Connections (Browser)
Mindful XP
Je m’appelle John.
Je suis né d’Esther, jeune maman pleine de vie, et de Claude, père autoritaire mais, comme on dit souvent pour l’excuser, juste. Ceux là m’ont toujours donné l’amour dont j’avais besoin et, au sein de ce cocon familial, j’avais l’impression que rien ne pouvait m’atteindre. Aussi, quand une hypothétique petite sœur commença à faire parler de lui, je paniquai. Comment pourrais-je recevoir autant d’amour si celui-ci devais être partagé ? Je fis alors la chose qui me semblait le plus raisonnable (quel idiot!) : je fuguai.
Ma première expérience de la vie dehors fut terrible : j’ai découvert le danger, l’hostilité, la solitude…tout ça en moins de cinq minutes. Pourtant, quand je suis rentré de ma malencontreuse escapade, Judith était née. Elle était si petite, si fragile que j’ai immédiatement compris que mon rôle d’ainé était de la protéger. Nos parents ne partagèrent pas leur amour entre nous, non, ça ne marche pas comme ça, l’amour ne se divise pas, il se multiplie. Nous étions plus nombreux et avions donc plus d’amour à donner. Alors, Lucas est né à son tour. Tous les cinq, nous étions indestructibles.

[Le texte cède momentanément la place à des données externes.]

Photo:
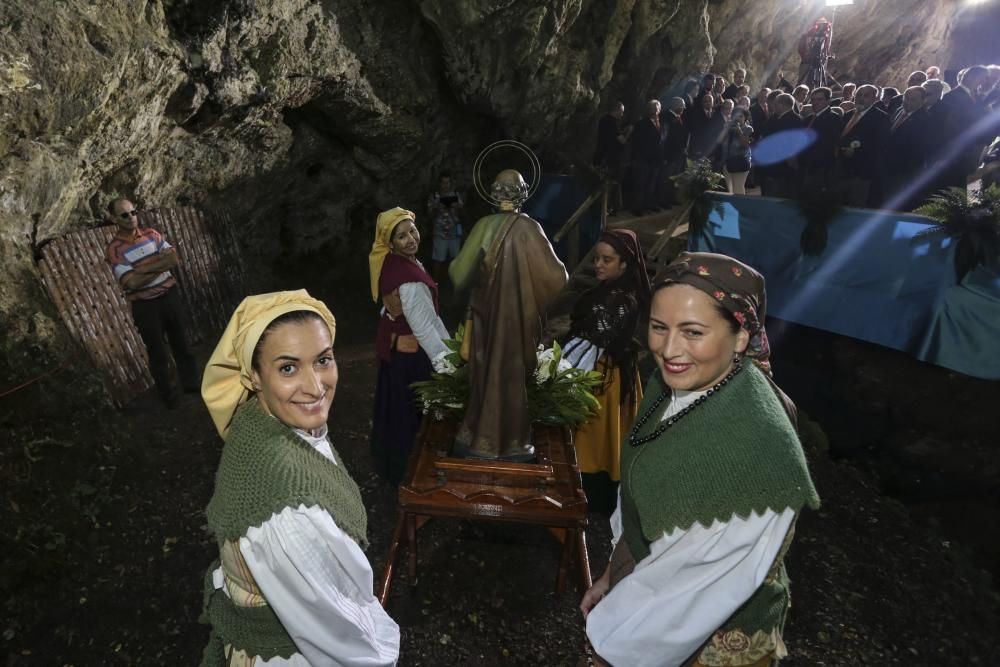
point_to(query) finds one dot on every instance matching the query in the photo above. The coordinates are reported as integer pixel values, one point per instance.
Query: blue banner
(877, 280)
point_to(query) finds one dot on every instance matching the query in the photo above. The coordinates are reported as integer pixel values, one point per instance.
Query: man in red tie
(816, 162)
(676, 144)
(647, 158)
(860, 147)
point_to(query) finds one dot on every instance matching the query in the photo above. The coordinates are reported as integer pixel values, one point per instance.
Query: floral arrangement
(819, 206)
(974, 224)
(558, 393)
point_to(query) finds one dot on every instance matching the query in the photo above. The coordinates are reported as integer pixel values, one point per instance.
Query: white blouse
(320, 584)
(418, 309)
(689, 584)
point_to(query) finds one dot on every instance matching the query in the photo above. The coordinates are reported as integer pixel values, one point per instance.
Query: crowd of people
(867, 145)
(700, 468)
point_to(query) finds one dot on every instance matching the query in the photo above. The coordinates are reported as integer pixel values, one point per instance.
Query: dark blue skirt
(397, 412)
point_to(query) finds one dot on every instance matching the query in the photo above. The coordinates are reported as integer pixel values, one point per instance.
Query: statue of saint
(515, 276)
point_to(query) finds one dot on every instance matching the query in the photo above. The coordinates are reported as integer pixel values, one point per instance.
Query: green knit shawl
(735, 454)
(265, 468)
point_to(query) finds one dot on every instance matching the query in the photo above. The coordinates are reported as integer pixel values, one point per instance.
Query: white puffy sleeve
(687, 587)
(319, 583)
(418, 308)
(581, 353)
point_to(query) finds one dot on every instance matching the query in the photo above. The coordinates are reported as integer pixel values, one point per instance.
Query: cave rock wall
(300, 119)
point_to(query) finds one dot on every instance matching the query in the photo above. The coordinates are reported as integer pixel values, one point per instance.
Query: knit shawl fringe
(735, 454)
(265, 468)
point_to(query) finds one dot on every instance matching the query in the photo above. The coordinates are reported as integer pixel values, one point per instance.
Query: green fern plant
(974, 225)
(691, 185)
(819, 206)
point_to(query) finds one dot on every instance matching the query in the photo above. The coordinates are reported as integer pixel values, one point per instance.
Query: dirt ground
(105, 544)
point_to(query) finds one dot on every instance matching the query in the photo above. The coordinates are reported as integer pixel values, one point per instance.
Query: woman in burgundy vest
(410, 335)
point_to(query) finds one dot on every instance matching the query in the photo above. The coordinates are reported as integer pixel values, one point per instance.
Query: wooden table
(545, 493)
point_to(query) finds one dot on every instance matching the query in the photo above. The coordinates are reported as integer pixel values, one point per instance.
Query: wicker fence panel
(80, 283)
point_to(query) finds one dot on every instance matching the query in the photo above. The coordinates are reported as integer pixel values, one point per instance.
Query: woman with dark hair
(600, 338)
(713, 478)
(292, 586)
(410, 336)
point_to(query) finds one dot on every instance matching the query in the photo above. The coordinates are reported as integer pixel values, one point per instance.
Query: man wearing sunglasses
(141, 260)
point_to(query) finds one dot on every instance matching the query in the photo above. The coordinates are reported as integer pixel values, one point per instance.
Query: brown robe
(518, 279)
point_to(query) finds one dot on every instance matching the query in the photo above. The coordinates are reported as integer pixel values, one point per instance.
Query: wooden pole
(667, 234)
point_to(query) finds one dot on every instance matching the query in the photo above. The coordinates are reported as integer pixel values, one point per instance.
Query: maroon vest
(396, 271)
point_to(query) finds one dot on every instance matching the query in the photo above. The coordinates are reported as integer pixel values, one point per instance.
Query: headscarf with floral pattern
(736, 286)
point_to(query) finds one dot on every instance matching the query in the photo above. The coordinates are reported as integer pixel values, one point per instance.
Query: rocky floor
(104, 549)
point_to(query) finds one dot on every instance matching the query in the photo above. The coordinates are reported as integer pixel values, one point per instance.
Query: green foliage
(975, 225)
(819, 206)
(561, 397)
(697, 179)
(692, 184)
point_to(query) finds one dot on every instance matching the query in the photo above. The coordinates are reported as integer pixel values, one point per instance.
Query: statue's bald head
(509, 177)
(509, 189)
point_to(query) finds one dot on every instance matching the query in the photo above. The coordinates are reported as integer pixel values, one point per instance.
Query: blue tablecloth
(556, 199)
(875, 281)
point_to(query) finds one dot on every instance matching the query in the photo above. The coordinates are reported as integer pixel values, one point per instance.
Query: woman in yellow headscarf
(292, 586)
(410, 338)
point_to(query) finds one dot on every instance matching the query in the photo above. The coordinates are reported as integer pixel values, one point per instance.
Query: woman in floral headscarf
(600, 337)
(410, 337)
(713, 478)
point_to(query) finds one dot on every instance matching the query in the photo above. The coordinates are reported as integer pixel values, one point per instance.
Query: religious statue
(515, 276)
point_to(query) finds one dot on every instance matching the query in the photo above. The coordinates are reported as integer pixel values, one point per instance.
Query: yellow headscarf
(228, 381)
(387, 221)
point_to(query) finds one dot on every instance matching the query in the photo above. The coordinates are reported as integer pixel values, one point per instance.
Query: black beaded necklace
(636, 441)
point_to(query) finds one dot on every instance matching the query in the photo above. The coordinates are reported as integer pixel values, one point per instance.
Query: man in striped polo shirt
(141, 260)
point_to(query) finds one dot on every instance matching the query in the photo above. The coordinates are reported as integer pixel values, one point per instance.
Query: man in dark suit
(906, 152)
(860, 146)
(611, 138)
(816, 161)
(781, 179)
(759, 112)
(676, 145)
(707, 84)
(964, 139)
(647, 158)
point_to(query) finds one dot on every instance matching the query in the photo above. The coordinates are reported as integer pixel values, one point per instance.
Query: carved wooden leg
(411, 542)
(390, 561)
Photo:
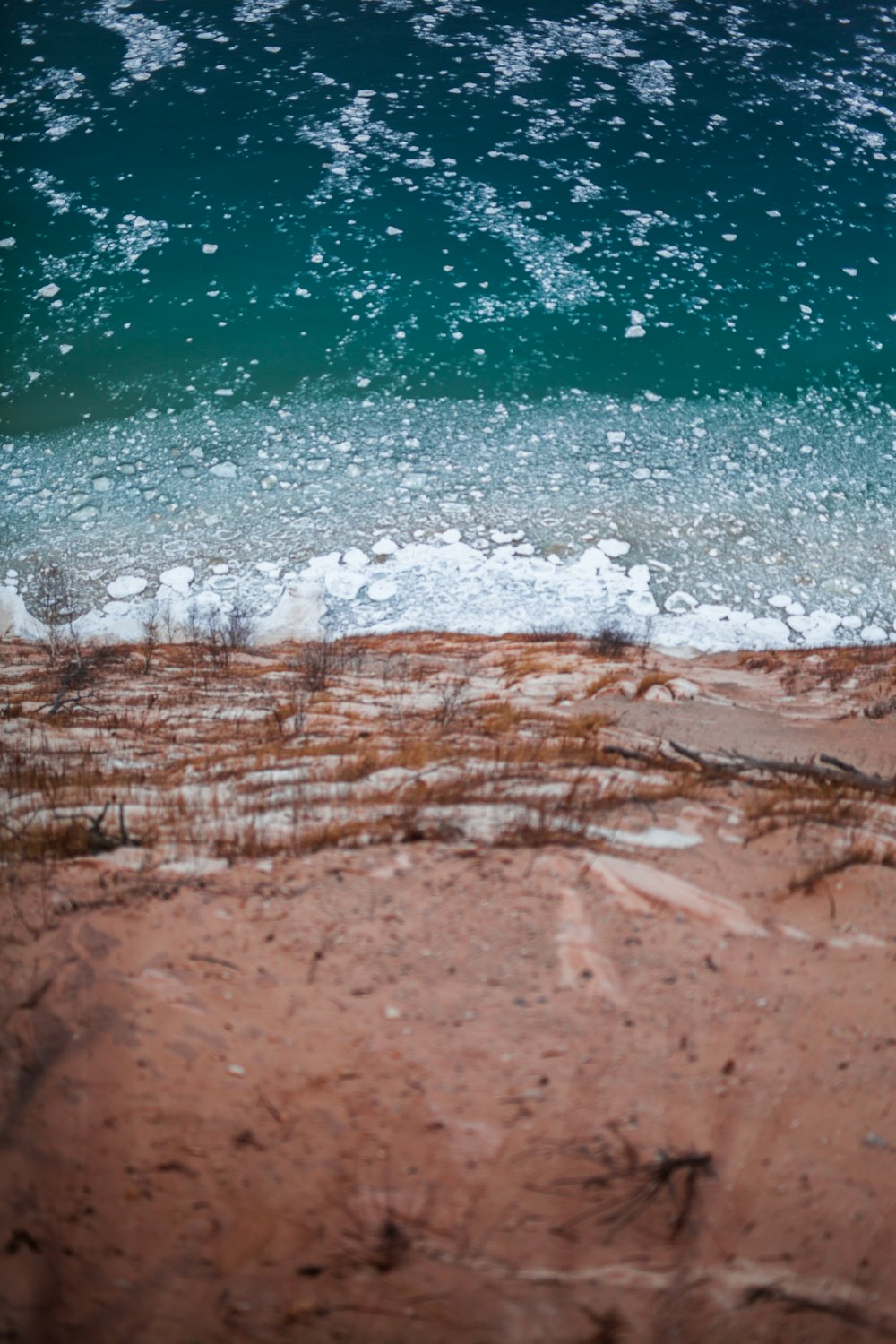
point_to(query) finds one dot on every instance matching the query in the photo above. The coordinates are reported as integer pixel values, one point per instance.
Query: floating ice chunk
(770, 629)
(642, 604)
(613, 547)
(680, 601)
(343, 582)
(13, 616)
(128, 585)
(386, 546)
(179, 578)
(815, 628)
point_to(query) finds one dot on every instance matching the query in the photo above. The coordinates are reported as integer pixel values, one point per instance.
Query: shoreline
(335, 973)
(447, 583)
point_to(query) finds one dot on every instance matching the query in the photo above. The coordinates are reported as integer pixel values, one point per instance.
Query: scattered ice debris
(680, 601)
(613, 547)
(384, 546)
(874, 634)
(382, 590)
(179, 578)
(128, 585)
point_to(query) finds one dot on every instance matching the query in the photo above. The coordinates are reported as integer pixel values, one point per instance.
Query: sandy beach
(435, 988)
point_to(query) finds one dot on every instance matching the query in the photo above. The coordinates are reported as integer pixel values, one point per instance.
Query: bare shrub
(150, 633)
(239, 624)
(610, 642)
(54, 605)
(323, 659)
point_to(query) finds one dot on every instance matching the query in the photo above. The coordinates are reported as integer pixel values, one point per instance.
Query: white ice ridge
(445, 583)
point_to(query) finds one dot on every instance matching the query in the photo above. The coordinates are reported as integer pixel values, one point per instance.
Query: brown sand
(421, 1013)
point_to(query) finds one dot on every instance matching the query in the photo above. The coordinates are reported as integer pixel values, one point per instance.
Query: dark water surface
(281, 277)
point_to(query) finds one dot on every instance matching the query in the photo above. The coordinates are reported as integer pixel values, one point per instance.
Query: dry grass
(338, 742)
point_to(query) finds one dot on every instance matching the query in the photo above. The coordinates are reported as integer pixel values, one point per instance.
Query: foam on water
(728, 521)
(274, 298)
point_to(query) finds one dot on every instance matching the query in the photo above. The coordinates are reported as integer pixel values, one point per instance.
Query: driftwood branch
(831, 771)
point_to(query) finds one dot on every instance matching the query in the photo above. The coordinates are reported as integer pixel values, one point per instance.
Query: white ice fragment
(128, 585)
(770, 629)
(386, 546)
(642, 604)
(613, 547)
(680, 601)
(179, 578)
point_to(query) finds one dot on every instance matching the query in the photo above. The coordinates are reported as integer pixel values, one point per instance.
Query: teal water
(279, 277)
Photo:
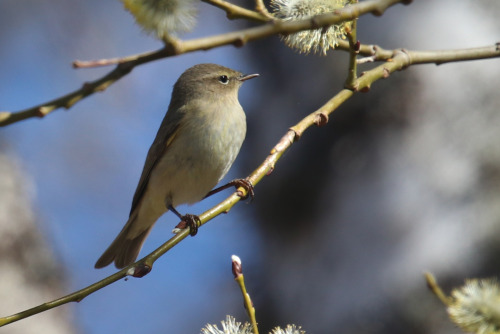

En grandissant, j’ai commencé à traîner hors du foyer, j’ai ainsi forgé mes premières véritables amitiés. Il y avait Colette, pétillante comme un verre de champagne, et deux jumeaux : Gary et Gervais. C’est avec eux que je passais désormais tout mon temps, on nous appelait « les inséparables ». A l’époque je ne savais pas que les inséparables étaient supposés être deux.
Ces moments furent sans doute les plus heureux de ma courte existence, mais pendant ce temps mon père dépérissait, et j’étais trop insouciant pour m’en apercevoir.
L’annonce de son décès me fit l’effet d’un détonateur dont nous étions tous les bombes : si lui, cet être puissant et gorgé d’amour, pouvait mourir, alors nous le pouvions tous.
J’abandonnai mes trois amis pour retourner à ma famille. Judith avait bien grandi, je la reconnaissais à peine. Mon petit frère quant à lui avait quitté comme moi le cocon et n’entretenait guère plus de rapports qu’avec ma mère. Jamais je ne le reverrai.
Mes liens avec Judith se resserrèrent tandis que je m’éloignais de mes amis cette fois. Je ne fus même pas là pour voir Colette et Gary s’acoquiner et quitter nos contrées. Ils n’étaient d’ailleurs pas les seuls à vivre une romance : j’avais rencontré moi-même une petite Sarah qui m’aidait à passer outre le décès de mon père. Sarah ne m’aimait pas. Je lui donnais ainsi bien plus que je ne recevais, mais c’était bien comme ça, j’en avais à revendre, de l’amour.
Je papillonnais ainsi de Sarah à Judith, de Judith à Maman et finalement de Maman à Gervais, semant et récoltant ce qui pouvait bien pousser. Seulement voilà : il ne poussait plus grand chose. D’où venait donc toute cette énergie qui m’animait autrefois ?
Le temps passa ainsi, maussade.
Un jour j’appris la mort de Gary au téléphone. J’eus alors l’occasion de revoir Colette et de découvrir que nous étions maintenant de parfaits étrangers. Mon cercle venait une fois encore de se réduire, et considérablement. Je pouvais sentir mes forces m’abandonner. J’étais vide, terne, je ne pouvais plus rien faire pour ceux que j’aimais, je me sentais mourir.
Étais-je atteint de la même maladie que mon père ? Allais-je disparaître moi aussi ?
Après tout…c’était peut-être pour le mieux. Je ne supporterais pas de voir ma mère partir, de voir Judith s’éloigner, d’observer Gervais redevenir un inconnu, de voir Sarah m’oublier aussi facilement. Alors j’ai fait ce que la Nature attend d’un être devenu inutile tel que moi, je me suis éteint.
pyrofoux
Ouah. Ça fais toujours bizarre quand vous êtes mort et que votre vie défile devant vos yeux.